Skip to content

Legacy Syntax Tree Structure

Deprecated

These features are all deprecated and will not be updated
While they are still available within v4.0 under the legacy namespace
However they will be phased out by the next major release

There are two primary abstractions in generating syntax trees from BNF: sequences and selections.

Sequences

A sequence is an ordered list of elements that form a match. A top-level sequence (right side of the ::=) will resolve with the SyntaxNode.type of the matching name (the name on the left of the ::=). Sub-sequences within parentheses () will appear as a syntax node with the name (...) and will be evaluated similarly to the top level.

If a repetition marker like name+ is used, additional nodes with the type (...)+ will be added, and their children will represent the number of times the pattern matched.

Select

A selection will resolve as the syntax tree of the first matching option. For example, if you have the selection statement variable | number, and the parser matches a variable, it would be the same as having a variable in that position in the sequence.

The selection statement will always consume the first valid option, so you should order your selection statements accordingly. For example: i.e.

program ::= "a" | "aa" ;
In this case, providing the input "aa" will fail, as it will consume the single "a", and since there is no repetition, the program will end, leaving the second "a" unconsumed. As the syntax did not parse the whole string, this is considered an error. See Parser for information on allowing partial matches.

Omit

Omit statements within a sequence will be removed, and they will not be present in the output syntax tree. However, they are still crucial for a successful match. If they are within a selection, they will be visible with SyntaxNode.type of omit and no child nodes.

Gather

Gather does not change the output syntax tree structure relative to the sequence or selection it is within. However, it combines all of its child nodes into a single string.
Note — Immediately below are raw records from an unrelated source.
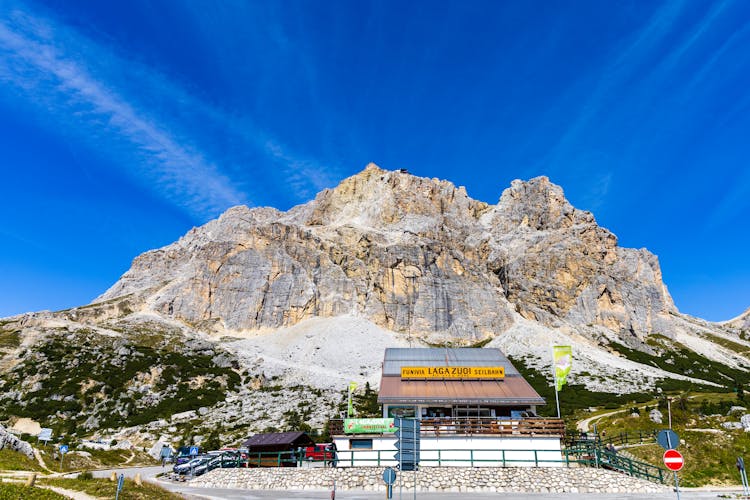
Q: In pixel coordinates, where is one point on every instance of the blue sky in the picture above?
(124, 124)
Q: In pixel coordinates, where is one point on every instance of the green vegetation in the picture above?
(11, 491)
(366, 403)
(710, 451)
(105, 488)
(677, 358)
(13, 460)
(81, 374)
(82, 459)
(732, 346)
(573, 396)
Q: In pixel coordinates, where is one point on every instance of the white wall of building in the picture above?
(457, 451)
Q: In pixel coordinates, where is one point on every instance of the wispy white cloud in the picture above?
(46, 62)
(139, 119)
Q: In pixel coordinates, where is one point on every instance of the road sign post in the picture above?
(743, 476)
(668, 439)
(63, 450)
(407, 444)
(120, 482)
(674, 462)
(389, 477)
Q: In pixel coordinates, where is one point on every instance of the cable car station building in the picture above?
(475, 409)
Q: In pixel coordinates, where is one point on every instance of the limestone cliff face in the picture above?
(411, 254)
(742, 322)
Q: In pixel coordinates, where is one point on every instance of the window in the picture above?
(360, 444)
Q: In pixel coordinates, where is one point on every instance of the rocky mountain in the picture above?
(741, 322)
(309, 298)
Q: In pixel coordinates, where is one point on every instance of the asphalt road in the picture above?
(149, 473)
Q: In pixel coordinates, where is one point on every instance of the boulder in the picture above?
(11, 442)
(655, 415)
(745, 421)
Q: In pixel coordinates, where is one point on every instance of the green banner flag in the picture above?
(562, 358)
(369, 425)
(350, 410)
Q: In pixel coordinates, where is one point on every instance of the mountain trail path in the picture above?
(74, 495)
(583, 425)
(39, 459)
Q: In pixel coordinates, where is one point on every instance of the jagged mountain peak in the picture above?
(379, 199)
(539, 204)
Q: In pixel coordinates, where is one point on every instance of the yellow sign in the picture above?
(451, 372)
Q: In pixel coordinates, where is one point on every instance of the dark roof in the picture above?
(396, 357)
(512, 390)
(278, 440)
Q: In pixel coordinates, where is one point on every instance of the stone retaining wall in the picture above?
(434, 479)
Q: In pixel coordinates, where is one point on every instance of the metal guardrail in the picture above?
(619, 439)
(591, 453)
(584, 453)
(526, 426)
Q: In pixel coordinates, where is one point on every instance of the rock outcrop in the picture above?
(413, 255)
(10, 442)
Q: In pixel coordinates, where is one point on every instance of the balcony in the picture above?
(446, 426)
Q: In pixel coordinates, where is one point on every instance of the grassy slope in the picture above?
(709, 456)
(13, 460)
(106, 489)
(9, 491)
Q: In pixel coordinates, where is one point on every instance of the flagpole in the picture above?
(554, 381)
(349, 406)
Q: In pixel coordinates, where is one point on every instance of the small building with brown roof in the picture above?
(474, 409)
(454, 383)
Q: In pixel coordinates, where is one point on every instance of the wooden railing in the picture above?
(525, 426)
(503, 426)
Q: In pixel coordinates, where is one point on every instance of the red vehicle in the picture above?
(321, 451)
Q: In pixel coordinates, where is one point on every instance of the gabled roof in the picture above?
(278, 440)
(396, 357)
(512, 390)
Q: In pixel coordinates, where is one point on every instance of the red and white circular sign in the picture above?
(673, 460)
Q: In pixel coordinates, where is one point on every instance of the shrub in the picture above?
(85, 476)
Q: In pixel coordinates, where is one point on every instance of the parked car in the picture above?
(185, 467)
(183, 455)
(321, 452)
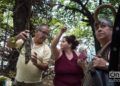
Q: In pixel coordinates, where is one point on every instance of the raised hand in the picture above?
(64, 29)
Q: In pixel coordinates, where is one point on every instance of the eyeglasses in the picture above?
(45, 33)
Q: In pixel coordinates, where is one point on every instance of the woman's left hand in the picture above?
(81, 63)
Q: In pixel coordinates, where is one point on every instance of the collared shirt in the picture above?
(29, 73)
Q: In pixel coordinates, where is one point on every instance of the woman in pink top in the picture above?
(67, 70)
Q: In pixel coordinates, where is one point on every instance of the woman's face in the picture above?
(64, 44)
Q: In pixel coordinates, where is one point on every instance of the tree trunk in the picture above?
(21, 15)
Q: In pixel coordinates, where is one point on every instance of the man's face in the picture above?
(42, 34)
(103, 32)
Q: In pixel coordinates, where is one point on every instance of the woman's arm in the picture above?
(55, 51)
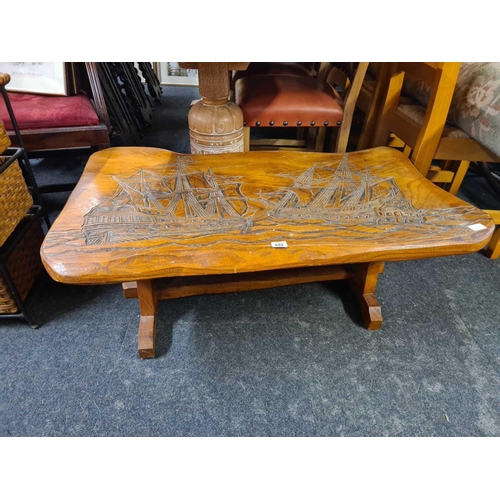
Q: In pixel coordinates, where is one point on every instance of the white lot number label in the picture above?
(477, 227)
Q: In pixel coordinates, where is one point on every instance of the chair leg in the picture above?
(320, 140)
(246, 139)
(459, 177)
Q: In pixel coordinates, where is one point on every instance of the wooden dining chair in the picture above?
(438, 148)
(302, 102)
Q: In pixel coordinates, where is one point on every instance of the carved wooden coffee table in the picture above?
(168, 225)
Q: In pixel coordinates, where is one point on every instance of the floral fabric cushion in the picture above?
(475, 107)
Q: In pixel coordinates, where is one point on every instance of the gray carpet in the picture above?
(291, 361)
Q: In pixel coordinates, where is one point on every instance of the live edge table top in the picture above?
(145, 213)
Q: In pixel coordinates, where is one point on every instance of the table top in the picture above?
(145, 213)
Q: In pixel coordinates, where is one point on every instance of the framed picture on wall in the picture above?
(36, 77)
(173, 74)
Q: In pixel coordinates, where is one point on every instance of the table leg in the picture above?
(148, 305)
(364, 285)
(215, 123)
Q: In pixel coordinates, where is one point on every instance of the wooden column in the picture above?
(215, 123)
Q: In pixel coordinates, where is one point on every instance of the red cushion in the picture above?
(296, 100)
(36, 111)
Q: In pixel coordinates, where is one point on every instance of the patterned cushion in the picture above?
(475, 107)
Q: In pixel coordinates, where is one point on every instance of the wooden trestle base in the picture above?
(362, 279)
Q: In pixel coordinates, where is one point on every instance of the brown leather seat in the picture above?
(284, 100)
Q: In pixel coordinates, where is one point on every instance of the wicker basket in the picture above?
(15, 199)
(24, 265)
(4, 138)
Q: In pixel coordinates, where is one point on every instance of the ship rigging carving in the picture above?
(183, 203)
(323, 194)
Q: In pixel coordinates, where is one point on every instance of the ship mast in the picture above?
(335, 192)
(183, 191)
(218, 203)
(302, 181)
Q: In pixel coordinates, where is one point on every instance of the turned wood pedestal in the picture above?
(168, 225)
(215, 123)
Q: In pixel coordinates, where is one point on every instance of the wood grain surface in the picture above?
(146, 213)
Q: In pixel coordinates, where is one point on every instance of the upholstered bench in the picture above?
(53, 122)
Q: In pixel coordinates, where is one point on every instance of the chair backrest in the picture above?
(348, 79)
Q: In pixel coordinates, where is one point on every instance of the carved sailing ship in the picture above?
(182, 204)
(322, 194)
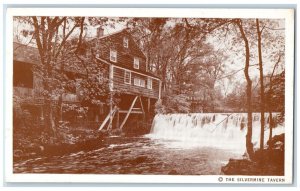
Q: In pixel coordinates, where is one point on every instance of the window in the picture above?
(113, 55)
(149, 83)
(127, 77)
(136, 63)
(125, 42)
(139, 82)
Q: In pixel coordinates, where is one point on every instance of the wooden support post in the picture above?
(128, 113)
(118, 118)
(108, 117)
(142, 107)
(148, 109)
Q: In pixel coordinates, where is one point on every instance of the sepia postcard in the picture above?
(127, 95)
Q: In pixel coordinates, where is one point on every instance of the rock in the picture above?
(138, 160)
(173, 172)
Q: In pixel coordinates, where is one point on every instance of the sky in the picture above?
(235, 60)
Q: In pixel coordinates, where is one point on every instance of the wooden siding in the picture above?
(119, 84)
(125, 56)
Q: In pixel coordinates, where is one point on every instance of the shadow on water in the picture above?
(131, 155)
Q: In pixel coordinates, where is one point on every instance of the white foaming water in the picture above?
(220, 130)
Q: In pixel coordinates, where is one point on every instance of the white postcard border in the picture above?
(288, 14)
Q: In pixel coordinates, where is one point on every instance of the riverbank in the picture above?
(38, 143)
(270, 161)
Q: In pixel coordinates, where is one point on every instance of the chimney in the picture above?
(100, 32)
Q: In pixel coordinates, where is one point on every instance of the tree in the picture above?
(63, 55)
(262, 88)
(249, 144)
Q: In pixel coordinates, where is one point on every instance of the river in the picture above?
(184, 144)
(132, 155)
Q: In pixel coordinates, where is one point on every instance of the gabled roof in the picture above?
(124, 32)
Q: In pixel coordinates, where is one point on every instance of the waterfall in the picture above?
(220, 130)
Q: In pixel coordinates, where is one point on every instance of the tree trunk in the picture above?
(271, 129)
(262, 88)
(249, 145)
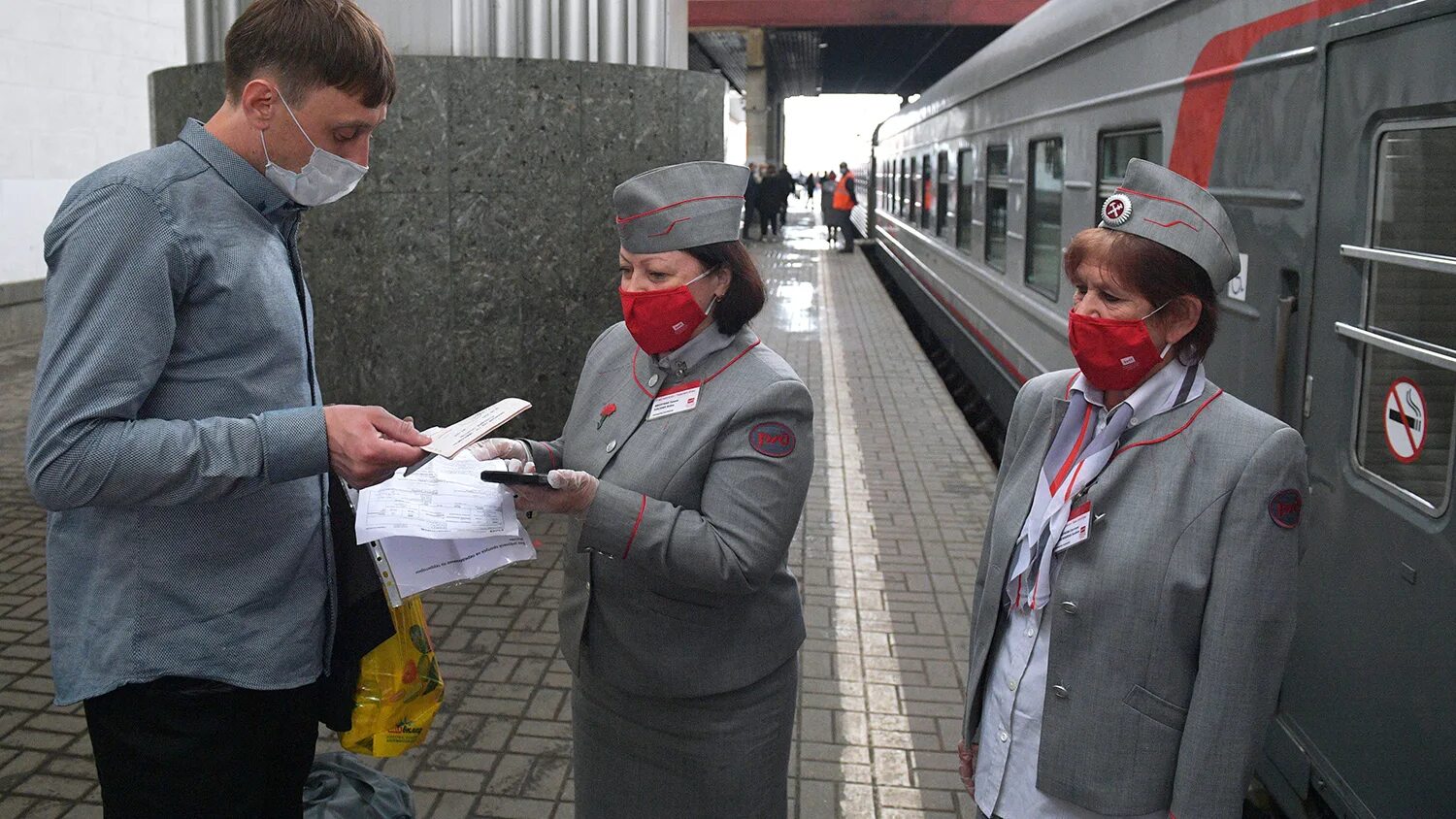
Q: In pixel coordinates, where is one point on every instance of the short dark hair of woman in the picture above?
(1158, 274)
(745, 297)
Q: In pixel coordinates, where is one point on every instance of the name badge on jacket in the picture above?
(1079, 525)
(675, 401)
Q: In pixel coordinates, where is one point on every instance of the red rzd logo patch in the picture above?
(772, 438)
(1284, 508)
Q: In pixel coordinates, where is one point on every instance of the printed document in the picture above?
(440, 525)
(451, 440)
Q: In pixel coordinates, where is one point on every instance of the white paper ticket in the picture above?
(459, 435)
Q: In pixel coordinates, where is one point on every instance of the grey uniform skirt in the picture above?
(725, 755)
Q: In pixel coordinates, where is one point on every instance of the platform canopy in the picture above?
(824, 14)
(811, 47)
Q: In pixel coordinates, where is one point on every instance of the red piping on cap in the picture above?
(1175, 223)
(669, 229)
(1181, 206)
(625, 220)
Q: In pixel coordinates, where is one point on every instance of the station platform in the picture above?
(885, 556)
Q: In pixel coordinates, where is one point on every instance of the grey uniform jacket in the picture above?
(1173, 621)
(678, 580)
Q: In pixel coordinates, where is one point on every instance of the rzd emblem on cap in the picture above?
(772, 438)
(1117, 210)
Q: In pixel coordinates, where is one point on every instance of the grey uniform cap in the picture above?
(1176, 213)
(680, 206)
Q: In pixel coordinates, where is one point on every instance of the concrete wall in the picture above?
(75, 96)
(478, 258)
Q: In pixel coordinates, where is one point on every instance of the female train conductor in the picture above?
(683, 466)
(1135, 597)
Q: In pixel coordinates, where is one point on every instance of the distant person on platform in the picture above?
(844, 201)
(788, 186)
(827, 188)
(750, 200)
(768, 203)
(180, 438)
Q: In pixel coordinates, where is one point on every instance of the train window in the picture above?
(966, 180)
(943, 191)
(905, 188)
(926, 192)
(998, 160)
(914, 188)
(1115, 150)
(1406, 419)
(1044, 175)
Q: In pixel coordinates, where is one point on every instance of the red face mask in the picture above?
(1114, 354)
(663, 320)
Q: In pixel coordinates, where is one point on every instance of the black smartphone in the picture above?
(513, 478)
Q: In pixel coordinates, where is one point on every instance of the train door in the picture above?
(1368, 713)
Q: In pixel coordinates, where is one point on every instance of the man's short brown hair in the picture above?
(311, 44)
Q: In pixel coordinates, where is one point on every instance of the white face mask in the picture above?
(326, 178)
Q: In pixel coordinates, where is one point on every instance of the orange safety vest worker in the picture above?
(842, 201)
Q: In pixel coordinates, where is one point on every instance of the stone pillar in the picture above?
(478, 258)
(757, 105)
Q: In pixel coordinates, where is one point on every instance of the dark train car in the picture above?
(1328, 130)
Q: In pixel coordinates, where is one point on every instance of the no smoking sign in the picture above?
(1406, 420)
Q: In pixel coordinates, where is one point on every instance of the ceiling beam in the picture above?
(818, 14)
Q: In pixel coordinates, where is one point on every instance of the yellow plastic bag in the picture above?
(399, 688)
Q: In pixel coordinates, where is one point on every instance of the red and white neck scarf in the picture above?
(1079, 452)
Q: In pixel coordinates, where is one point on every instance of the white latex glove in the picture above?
(571, 493)
(504, 448)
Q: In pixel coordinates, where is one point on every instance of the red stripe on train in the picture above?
(1206, 95)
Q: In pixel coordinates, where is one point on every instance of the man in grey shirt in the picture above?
(180, 438)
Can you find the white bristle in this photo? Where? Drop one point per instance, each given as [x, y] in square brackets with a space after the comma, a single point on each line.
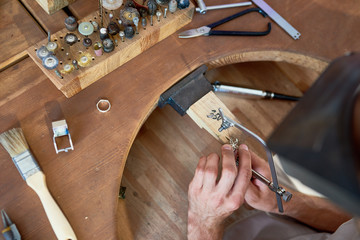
[14, 141]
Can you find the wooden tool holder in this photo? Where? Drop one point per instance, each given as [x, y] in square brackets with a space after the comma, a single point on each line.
[99, 66]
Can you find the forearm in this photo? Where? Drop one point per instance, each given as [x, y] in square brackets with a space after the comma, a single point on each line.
[316, 212]
[203, 230]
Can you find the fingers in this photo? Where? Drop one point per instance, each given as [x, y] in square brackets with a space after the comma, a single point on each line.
[229, 169]
[211, 172]
[243, 179]
[199, 174]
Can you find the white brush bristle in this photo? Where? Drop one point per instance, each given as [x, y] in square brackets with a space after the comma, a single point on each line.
[14, 141]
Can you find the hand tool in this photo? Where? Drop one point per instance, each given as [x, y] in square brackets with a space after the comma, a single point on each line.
[316, 141]
[192, 89]
[274, 186]
[207, 30]
[10, 231]
[247, 92]
[203, 9]
[15, 144]
[278, 19]
[202, 6]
Note that this reflects the effects of any omit operations within the child nodes.

Not

The SyntaxNode.values will be a single string containing all characters consumed until it matched the target expression of the repetition limit is reached.

Range

Ranges will appear with the SyntaxNode.type of range with SyntaxNode.value being a single string with the characters consumed by this expression, accounting for any repetition markers (so a range with + will be a string of length at least one).

Repetition

A repetition marker creates its own node in the syntax tree, with its children representing the value of each repetition. The SyntaxNode.type value of this node will be the (...) followed by the repetition marker used, such as: (...)+, (...)*, or (...)?.

Literal

Literals will appear with the SyntaxNode.type of literal and SyntaxNode.value as an exact copy of the literal as a string.